CVE-2025-48651 in Android affects the KMKeymasterApplet.java component, specifically the 'importWrappedKey' function. A flaw in input validation has been identified, allowing unauthorized access to keys that should be restricted. This could result in local information disclosure, where an attacker could gain access to sensitive data stored as encrypted keys. The concerning aspect is that exploitation requires no additional privileges or user interaction, increasing the risk of a successful attack. The severity of this vulnerability lies in its ease of exploitation and the potential damage it can cause by compromising the security of stored data.
The vulnerability is exploited through the 'importWrappedKey' function in KMKeymasterApplet.java. An attacker could manipulate the input to this function to bypass security validations and access protected keys. Given that no user interaction or elevated privileges are required, exploitation can be automated and potentially silent. The exploitation context likely involves accessing device memory or manipulating system processes to influence the behavior of the vulnerable function. The lack of a known fix implies that unpatched Android devices are susceptible to this type of attack until a correction is implemented.
Exploit Status
EPSS
0.01% (0% percentile)
Currently, no official fix has been released for CVE-2025-48651. We strongly recommend Android users keep their devices updated with the latest security patches provided by their device manufacturer. These updates, once available, will likely include a patch for this vulnerability. Additionally, application developers should securely utilize Android APIs and implement their own input validation measures to mitigate the risk of exploitation. Monitoring official Android security sources and device manufacturer security bulletins is crucial to stay informed about updates and recommendations.
Aplique la última actualización de seguridad de Android proporcionada por Google. Esta actualización aborda la vulnerabilidad de divulgación de información corrigiendo la validación de entrada en la función importWrappedKey del KMKeymasterApplet.

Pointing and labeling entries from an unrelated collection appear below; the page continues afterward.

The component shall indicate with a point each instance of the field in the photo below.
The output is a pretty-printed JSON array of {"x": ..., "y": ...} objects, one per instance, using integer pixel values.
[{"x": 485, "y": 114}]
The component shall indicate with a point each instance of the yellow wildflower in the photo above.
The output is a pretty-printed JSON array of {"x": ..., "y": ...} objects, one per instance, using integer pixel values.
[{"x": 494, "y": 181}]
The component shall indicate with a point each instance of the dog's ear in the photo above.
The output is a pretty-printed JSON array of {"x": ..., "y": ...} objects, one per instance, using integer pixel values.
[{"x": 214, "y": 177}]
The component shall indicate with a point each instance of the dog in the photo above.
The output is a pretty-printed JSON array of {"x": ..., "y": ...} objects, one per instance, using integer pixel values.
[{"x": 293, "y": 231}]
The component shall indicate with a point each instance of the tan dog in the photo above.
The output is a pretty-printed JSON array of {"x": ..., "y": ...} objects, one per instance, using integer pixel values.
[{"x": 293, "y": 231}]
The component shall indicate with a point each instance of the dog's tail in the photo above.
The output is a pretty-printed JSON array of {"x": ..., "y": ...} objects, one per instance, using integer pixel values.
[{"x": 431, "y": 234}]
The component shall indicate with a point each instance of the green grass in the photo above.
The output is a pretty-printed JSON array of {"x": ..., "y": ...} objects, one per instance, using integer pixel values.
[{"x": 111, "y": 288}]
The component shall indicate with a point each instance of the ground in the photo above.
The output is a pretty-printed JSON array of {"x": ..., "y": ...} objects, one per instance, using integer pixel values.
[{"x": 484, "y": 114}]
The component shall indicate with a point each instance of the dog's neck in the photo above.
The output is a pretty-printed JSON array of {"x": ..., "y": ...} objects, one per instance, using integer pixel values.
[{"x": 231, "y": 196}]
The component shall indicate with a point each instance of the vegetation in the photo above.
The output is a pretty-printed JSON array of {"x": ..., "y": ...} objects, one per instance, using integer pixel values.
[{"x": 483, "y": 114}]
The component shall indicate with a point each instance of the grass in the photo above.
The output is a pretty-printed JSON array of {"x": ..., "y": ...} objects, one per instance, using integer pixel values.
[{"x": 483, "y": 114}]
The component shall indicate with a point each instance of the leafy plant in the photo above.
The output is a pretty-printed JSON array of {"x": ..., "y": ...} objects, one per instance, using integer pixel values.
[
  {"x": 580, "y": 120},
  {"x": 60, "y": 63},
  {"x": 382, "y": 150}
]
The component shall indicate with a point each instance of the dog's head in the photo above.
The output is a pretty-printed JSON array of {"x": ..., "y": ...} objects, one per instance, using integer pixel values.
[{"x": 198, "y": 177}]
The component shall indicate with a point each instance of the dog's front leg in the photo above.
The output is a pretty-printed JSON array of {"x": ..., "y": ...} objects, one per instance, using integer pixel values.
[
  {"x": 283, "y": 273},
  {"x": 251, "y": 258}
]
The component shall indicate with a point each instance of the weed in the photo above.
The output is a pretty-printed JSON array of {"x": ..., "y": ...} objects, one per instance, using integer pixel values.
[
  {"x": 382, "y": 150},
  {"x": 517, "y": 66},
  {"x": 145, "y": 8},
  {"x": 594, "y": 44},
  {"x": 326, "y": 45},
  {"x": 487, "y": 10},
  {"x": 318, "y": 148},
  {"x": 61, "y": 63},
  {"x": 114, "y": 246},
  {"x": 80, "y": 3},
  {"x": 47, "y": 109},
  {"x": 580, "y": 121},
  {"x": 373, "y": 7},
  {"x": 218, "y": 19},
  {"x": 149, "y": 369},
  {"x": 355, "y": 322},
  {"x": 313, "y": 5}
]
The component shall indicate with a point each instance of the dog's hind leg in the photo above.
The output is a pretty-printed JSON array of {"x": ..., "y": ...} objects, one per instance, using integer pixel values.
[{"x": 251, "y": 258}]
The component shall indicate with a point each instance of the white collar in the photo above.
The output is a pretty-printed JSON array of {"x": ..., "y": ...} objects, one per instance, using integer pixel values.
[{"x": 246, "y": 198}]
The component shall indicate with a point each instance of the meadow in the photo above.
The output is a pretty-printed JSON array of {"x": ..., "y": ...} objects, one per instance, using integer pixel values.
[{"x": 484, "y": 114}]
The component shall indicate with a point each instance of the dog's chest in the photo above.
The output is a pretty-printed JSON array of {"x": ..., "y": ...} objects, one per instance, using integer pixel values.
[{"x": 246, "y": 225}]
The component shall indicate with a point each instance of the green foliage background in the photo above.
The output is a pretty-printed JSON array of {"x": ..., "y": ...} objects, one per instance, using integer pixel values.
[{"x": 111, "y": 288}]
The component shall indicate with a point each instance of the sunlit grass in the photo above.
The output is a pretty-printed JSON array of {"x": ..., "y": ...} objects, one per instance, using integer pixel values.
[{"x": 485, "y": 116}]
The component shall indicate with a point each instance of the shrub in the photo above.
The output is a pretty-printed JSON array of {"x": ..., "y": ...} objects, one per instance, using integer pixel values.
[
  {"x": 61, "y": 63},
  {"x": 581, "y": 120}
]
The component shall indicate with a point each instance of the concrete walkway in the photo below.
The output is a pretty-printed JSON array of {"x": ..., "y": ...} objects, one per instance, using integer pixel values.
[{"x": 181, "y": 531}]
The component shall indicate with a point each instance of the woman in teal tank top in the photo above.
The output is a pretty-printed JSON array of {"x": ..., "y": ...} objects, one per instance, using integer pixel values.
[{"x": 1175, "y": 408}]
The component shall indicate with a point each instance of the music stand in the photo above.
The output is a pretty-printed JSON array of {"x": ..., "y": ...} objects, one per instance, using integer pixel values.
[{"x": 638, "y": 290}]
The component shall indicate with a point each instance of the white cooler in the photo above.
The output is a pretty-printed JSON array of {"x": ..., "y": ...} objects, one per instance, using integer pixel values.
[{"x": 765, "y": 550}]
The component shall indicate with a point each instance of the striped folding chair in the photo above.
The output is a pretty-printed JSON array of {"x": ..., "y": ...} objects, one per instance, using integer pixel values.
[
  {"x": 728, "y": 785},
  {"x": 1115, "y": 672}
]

Vulnerability analysis and critical alerts directly to your inbox.
The vulnerability could allow access to encrypted keys protecting sensitive data such as passwords, authentication information, financial data, and other personal information.
The vulnerability affects Android devices that have not received the latest security updates. Check your device's Android version and look for available updates.
If you suspect your device has been compromised, change your passwords, perform a factory reset (after backing up your data), and contact a cybersecurity professional.
Currently, there are no specific tools to detect CVE-2025-48651. Android security updates are the best defense.
There is no confirmed release date for the fix. Monitor official Android security sources for updates.
Upload your dependency file and we'll tell you instantly if this and other CVEs hit you.
Upload your build.gradle file and we'll tell you instantly if you're affected.